There was a point in my writing career before which I had only one plan and that was to pen a mighty epic. This was my sole focus and to this end any and every idea that occurred to me was squeezed into a corner of the world I was building. Pirates, cowboys, angels; my main character would encounter them all.

I am very pleased to say that I am past this point. Mostly.

I think it was sometime during the last year when I realised that I had legitimate ideas beginning to flow from me. By legitimate I mean that they were substantial enough to be the seed for their own world. I was actually generating ideas worth writing their own stories about. I’m not sure if this was unlocked by my beginning to just write (this was the main lesson I took from the creative writing course that got me going: Just write) or maybe my reading certain stories caused me to change the way I viewed the world and how I could use it in my own writing.

Perhaps it was something else entirely or some combination of the above. In any case, with the realisation that I had more than one story in my head and that I was going to be writing more than my one epic, I no longer had the need to include every good idea in that one story. Trying to blend such a hodgepodge of ideas together would no doubt have resulted in a story with multiple personality disorder; the monstrous many-headed hydra of mythology brought to life. And just like in the Greek myth it would no doubt be in need of a good slaying.

Ideas should not be rushed. A good idea will still be good later and is best served by allowing it its own space to grow in good time. Patience is a virtue.
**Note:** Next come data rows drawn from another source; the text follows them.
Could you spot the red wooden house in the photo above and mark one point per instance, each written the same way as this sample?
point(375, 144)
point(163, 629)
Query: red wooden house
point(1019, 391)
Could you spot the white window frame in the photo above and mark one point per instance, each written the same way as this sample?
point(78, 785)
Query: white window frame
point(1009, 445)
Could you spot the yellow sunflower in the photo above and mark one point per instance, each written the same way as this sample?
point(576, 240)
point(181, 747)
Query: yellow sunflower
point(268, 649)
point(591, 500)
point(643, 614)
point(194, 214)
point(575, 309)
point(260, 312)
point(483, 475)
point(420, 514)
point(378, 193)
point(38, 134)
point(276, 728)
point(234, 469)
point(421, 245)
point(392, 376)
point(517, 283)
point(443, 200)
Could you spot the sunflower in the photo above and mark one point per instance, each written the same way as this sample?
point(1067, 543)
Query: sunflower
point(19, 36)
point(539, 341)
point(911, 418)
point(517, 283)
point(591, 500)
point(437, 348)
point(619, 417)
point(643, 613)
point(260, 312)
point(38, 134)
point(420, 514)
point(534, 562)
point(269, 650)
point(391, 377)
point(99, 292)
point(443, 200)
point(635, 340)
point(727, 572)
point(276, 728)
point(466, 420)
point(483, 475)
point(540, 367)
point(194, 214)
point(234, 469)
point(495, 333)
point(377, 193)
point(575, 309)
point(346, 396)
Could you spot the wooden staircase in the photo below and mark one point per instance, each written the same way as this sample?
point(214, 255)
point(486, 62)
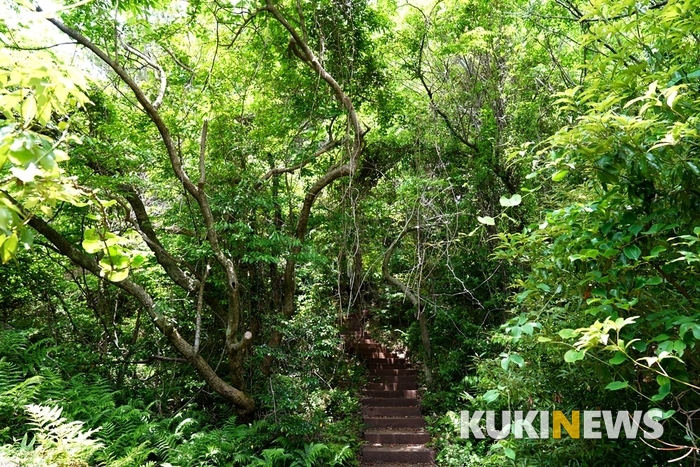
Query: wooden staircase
point(395, 430)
I once gave a summary of my epic to Big Risa and at the time she said to me that there were two stories there and that I should separate them. While I kind of agree with her even now I’m loathe to strip it out. I may have found an alternative to that particular problem though; not an original solution but it may still be the right one.

So now, rather than that singular focus, when I get a new idea I look to the many little baby hydras to see which of those I can graft the idea onto. Still, I suppose that is better than the one super hydra.

High on Faith and Trance

Faith is a difficult thing to quantify. How can one compare one’s own faith to that of another person? Perhaps you can tell who has more faith when there is a great disparity. ‘I have more faith than you’ sounds a bit arrogant doesn’t it. Can one have only a little faith? One either believes or one does not, right? And how does one describe the feeling of faith to another person? It’s a little difficult. Like love, one either has felt and knows it or one has not. But then that’s the job of a writer; to connect to the reader by relating to the things they have felt.

I was attending a Sunday service, everyone singing, when I saw the pastor raising a hand in praise as he sang. My first thought was that here is a person who is not afraid to express himself in public, a valuable trait in a pastor. Wow, what must he be feeling right now? Then it struck me that this is just what I do when I’m jumping around and singing my lungs out to a DJ that has just dropped one of my favourite songs at a rave.

Maybe it’s a bit presumptuous to compare electronic dance music to religion but if what he is feeling is love for the music, a feeling of praise that will not be contained; that is channeled up through the arms, opening the body, throwing the head back with eyes closed in rapture; being lost in moment, raising the palms as if to stand witness to greatness and reaching for the stars, then maybe I know a little of what he is feeling. And if that is only a fraction of the feeling coursing through the smallness of his being then he is a lucky man.